We felt that we needed to expand our support to not only musicians but to those that support the music industry. Stage hands, sound engineers, lighting crews all experience the same stresses – physical, mental and financial – as our musicians. Therefore, we felt they should be included in our support.
What specifically do you offer people via Trouble No More?
We offer them an avenue to easily contact a mental health provider. Once contact is made, we pay for the first 3 visits. After that the mental health provider will either continue care at a greatly reduced rate or make a referral to an appropriate provider. We will continue to support them financially as much as we can.
We are extremely aware of the strict confidentiality of mental health care. Issues discussed will only be between the client and the provider. Any notes will only be in the possession of the provider. Any sharing of information will be done only with the permission of the client.
What was the genesis of the initiative? And who are Mike Petrarca and Kate Nouveau, who were involved.
Mike and Kate are two licensed mental health providers. They did not know each other. We did not contact them. They both read the article in Motif and immediately contacted us expressing their keen interest in getting involved in what they recognized as a very worthwhile and needed initiative. I always told my patients that mental health providers are a very unique group. They have devoted their entire professional lives simply to help others in their time of need.
Tell us about your own background.
I have been a family physician for 40 years. I retired from private practice in 2017. I was also President and CEO of Rhode Island Primary Care Physician Corp. for 25 years, retiring in 2019. We are the largest group of PCPs in R.I. Our goal is to assist physicians in streamlining their office procedures and helping them provide better, high quality medical care. We have transformed the payment system by paying physicians for the quality of medical care they provide, not for the amount of people they see. As a result, our doctors have less administrative duties and can focus more on good patient care. The higher quality care they provide, as measured by many accepted national guidelines, the more money they earn. We are very proud of this system.
I also am currently the Head Team Physician for Providence College Athletics. I have had this role for 35 years. Performing sports medicine has been one of the most satisfying parts of my professional career.
I am married to Betsey MacDonald for the past 28 years, have three children and three grandchildren.

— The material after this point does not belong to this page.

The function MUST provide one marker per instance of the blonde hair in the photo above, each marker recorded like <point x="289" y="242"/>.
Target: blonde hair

Finally, the Motif piece quoted you: “Our healthcare system is difficult to negotiate. We work hard to make that task easier for the musician who may not have any idea how to approach this crazy system.” I’ve covered healthcare for years, first while I was a staff writer at The Providence Journal and now with Ocean State Stories, and I absolutely agree the system can be difficult to negotiate. Can you expand a bit on that, and not just regarding mental health?
Ask anyone and they will tell you they do not understand our healthcare system and have a very hard time functioning within it. Co-pays, prior authorizations, specialty referrals, out of network care, drug formularies, drug co-pays, hospital bills responsibilities and many more issues make the system impossible to fully understand without an advocate. Our hope is that we, at TITU, can be that advocate and that our musician colleagues understand that they can use us to help them understand and negotiate the system. This has already happened on several occasions within Tune In Tune Up.
In an ideal world, what would the solution be?
My personal opinion is that the only way to solve the many problems in healthcare is to institute universal healthcare for all. Although not perfect, it has proven to work in many other industrialized countries. Healthcare should be a right for all not just for those with jobs or money. Of course, this will probably never happen in the U.S. due to the huge influence of special intertest groups and huge corporations.